I tested the following commands on 1 host (don't have 2 currently), with distinct ROS_DOMAIN_ID for isolation:
ROS_DOMAIN_ID=1 zenoh-bridge-ros2dds -l tcp/0.0.0.0:7447ROS_DOMAIN_ID=2 zenoh-bridge-ros2dds client -e tcp/localhost:7447 -l tcp/0.0.0.0:7448ROS_DOMAIN_ID=2 ros2 topic pub /testtopic std_msgs/Int32 "data: 42"ROS_DOMAIN_ID=1 ros2 topic echo /testtopic
Then I stopped and restarted the "client" bridge on domain 2. The subscriber well resumes echoing the messages, even after 15 minutes.
Do you still experience the issue with 1.5.1 ?

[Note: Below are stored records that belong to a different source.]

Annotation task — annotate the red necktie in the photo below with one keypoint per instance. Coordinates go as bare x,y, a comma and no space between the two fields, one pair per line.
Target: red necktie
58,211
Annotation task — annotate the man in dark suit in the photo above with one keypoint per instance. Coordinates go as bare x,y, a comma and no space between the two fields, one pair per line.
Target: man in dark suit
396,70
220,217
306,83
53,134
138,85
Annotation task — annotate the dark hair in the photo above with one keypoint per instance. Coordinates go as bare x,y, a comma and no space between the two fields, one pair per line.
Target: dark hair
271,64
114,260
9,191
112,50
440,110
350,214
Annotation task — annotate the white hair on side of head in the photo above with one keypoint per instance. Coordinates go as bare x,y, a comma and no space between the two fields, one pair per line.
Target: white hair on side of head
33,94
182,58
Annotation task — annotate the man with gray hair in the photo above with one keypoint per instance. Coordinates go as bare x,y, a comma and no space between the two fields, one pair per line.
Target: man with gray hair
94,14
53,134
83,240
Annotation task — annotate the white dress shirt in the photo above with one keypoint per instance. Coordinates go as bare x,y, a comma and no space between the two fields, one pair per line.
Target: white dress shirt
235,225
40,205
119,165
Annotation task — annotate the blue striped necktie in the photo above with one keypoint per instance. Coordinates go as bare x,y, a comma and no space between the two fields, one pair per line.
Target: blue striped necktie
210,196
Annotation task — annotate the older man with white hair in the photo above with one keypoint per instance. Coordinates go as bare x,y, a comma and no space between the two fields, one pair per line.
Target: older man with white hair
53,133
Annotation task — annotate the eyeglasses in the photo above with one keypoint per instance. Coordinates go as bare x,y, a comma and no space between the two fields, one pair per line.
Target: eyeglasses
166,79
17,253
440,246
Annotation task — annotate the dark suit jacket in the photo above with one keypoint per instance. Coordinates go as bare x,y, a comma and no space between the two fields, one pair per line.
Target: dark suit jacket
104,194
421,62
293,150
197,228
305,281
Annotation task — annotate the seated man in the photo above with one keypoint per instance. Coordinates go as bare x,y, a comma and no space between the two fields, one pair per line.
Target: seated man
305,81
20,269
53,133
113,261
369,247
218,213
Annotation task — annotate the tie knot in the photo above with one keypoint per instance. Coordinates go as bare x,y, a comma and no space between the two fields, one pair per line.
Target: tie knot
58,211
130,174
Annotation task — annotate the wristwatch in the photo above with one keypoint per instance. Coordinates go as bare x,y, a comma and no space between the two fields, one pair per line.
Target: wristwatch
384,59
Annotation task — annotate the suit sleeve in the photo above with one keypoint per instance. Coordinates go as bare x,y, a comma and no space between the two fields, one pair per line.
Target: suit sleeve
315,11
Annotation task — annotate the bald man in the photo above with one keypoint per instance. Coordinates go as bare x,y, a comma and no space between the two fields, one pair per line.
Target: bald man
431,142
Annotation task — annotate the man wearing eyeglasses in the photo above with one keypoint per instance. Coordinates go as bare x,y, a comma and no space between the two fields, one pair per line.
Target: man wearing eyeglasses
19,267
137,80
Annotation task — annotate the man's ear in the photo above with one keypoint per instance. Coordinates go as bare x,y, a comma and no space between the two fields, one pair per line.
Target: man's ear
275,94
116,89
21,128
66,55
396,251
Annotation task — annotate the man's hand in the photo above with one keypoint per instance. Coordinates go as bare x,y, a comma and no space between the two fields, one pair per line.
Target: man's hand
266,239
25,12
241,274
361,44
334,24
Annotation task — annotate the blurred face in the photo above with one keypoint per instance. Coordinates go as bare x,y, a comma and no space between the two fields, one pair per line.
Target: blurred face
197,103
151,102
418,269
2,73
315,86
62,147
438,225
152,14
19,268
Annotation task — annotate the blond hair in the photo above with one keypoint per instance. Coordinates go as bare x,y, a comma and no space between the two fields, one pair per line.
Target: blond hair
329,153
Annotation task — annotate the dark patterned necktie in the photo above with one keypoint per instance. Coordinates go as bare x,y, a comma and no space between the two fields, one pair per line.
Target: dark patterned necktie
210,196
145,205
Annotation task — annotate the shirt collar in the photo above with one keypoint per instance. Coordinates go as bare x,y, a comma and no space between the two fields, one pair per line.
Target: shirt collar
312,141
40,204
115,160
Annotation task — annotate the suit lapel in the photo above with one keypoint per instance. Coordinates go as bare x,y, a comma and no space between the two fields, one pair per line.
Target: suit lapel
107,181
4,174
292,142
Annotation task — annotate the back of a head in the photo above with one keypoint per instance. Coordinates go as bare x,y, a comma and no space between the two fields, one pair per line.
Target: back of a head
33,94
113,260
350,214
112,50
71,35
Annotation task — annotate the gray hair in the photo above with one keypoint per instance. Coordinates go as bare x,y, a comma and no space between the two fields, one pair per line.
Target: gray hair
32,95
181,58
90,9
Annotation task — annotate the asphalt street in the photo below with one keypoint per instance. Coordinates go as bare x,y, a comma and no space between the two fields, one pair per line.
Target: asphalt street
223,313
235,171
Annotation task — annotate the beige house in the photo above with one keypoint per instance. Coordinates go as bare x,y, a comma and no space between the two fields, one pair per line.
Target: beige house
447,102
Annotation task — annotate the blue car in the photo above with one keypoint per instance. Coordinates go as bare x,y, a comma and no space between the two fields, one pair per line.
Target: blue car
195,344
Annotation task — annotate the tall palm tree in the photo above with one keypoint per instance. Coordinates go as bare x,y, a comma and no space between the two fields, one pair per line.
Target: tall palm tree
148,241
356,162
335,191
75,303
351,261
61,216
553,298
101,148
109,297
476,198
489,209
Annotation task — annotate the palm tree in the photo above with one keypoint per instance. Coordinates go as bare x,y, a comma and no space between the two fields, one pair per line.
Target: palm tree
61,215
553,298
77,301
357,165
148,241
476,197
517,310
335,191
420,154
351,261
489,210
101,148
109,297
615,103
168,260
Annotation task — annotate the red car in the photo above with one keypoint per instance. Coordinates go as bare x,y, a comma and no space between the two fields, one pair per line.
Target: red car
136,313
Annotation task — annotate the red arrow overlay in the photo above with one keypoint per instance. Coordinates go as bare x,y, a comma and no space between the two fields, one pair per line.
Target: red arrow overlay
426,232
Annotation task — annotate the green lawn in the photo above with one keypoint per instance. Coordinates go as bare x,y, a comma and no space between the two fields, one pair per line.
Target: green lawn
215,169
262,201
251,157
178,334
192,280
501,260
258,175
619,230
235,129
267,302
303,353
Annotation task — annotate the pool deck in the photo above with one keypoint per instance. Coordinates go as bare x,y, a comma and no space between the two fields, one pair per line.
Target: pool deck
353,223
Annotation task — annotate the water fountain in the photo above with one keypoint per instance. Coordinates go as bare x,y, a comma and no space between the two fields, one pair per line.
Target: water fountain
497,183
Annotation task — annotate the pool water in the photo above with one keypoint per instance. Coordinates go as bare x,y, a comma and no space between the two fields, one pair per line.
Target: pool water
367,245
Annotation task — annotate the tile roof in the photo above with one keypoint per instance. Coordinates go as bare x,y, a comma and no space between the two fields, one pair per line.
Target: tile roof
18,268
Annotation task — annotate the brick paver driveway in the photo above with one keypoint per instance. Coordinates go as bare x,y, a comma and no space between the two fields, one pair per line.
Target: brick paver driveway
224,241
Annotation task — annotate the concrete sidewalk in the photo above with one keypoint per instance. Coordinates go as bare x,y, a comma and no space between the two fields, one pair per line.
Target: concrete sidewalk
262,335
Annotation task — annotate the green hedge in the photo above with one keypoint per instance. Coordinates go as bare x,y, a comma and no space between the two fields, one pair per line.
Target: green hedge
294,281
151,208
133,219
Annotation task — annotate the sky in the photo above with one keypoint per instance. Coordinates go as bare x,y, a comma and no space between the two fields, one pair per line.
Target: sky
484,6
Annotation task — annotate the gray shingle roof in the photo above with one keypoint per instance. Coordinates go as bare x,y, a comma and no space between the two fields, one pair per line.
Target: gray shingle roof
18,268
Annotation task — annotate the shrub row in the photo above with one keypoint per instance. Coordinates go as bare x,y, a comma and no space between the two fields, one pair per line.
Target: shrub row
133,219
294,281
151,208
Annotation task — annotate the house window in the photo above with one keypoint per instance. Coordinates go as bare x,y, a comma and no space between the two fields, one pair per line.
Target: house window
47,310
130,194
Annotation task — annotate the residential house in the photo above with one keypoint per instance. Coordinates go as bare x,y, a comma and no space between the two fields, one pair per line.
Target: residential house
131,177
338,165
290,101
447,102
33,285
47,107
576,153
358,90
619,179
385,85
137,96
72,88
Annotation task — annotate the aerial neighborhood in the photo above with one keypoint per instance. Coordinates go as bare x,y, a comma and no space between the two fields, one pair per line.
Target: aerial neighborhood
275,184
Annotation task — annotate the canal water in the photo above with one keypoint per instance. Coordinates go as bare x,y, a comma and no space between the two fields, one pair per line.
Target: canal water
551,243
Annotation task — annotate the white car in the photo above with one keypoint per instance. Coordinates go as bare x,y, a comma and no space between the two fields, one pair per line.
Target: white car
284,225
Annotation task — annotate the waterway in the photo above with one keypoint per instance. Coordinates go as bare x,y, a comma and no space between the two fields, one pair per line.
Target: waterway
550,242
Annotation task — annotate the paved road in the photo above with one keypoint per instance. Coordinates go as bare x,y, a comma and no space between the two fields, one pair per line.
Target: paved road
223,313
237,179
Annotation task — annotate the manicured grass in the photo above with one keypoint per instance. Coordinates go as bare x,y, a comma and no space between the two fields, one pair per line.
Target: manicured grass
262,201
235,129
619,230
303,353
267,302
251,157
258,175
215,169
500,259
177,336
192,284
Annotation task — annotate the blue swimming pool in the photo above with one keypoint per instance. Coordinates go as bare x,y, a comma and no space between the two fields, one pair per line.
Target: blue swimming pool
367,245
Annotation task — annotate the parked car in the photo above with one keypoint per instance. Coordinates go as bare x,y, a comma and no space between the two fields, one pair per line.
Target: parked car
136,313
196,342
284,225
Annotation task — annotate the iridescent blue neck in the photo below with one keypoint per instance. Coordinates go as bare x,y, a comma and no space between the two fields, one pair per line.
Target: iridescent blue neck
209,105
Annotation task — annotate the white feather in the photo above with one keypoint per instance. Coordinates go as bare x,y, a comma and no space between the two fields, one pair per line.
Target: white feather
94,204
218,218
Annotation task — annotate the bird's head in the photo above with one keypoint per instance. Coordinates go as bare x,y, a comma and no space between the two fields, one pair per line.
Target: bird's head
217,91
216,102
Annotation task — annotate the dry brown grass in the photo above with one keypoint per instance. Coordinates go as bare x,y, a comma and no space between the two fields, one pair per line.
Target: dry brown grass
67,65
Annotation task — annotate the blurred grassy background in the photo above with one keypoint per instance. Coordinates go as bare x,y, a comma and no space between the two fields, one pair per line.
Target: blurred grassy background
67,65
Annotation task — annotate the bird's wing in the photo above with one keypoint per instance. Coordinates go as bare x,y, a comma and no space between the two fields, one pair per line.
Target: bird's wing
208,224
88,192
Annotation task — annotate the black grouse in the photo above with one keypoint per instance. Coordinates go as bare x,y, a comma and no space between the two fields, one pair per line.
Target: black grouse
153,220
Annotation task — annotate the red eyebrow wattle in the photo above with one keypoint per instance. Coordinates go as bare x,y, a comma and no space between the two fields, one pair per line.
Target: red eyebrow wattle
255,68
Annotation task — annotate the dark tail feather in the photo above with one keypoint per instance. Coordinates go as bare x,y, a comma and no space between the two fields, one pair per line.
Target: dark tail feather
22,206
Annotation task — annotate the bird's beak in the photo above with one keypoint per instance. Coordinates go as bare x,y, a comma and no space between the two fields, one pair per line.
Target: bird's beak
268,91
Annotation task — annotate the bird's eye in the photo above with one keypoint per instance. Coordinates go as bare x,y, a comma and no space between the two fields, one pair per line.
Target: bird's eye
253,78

Are your 2 hosts well configured with ROS_LOCALHOST_ONLY=1 (or ROS_AUTOMATIC_DISCOVERY_RANGE=LOCALHOST since Jazzy) ?
Hi @JEnoch , We met same problem with zenoh version 1.5.0. ROS_LOCALHOST_ONLY=1 is set in our system. Besides restart the peer or client, establishing another zenoh session by subscribing another routed ros topic will make the previously unmattched zenoh session match each other. After reviewing the release notes for 1.5.1, I don't think the issue was solved.
Hi @JEnoch , sorry for the late reply here. We have tested it using the 1.6.2 release and for us the issue does not reproduce anymore.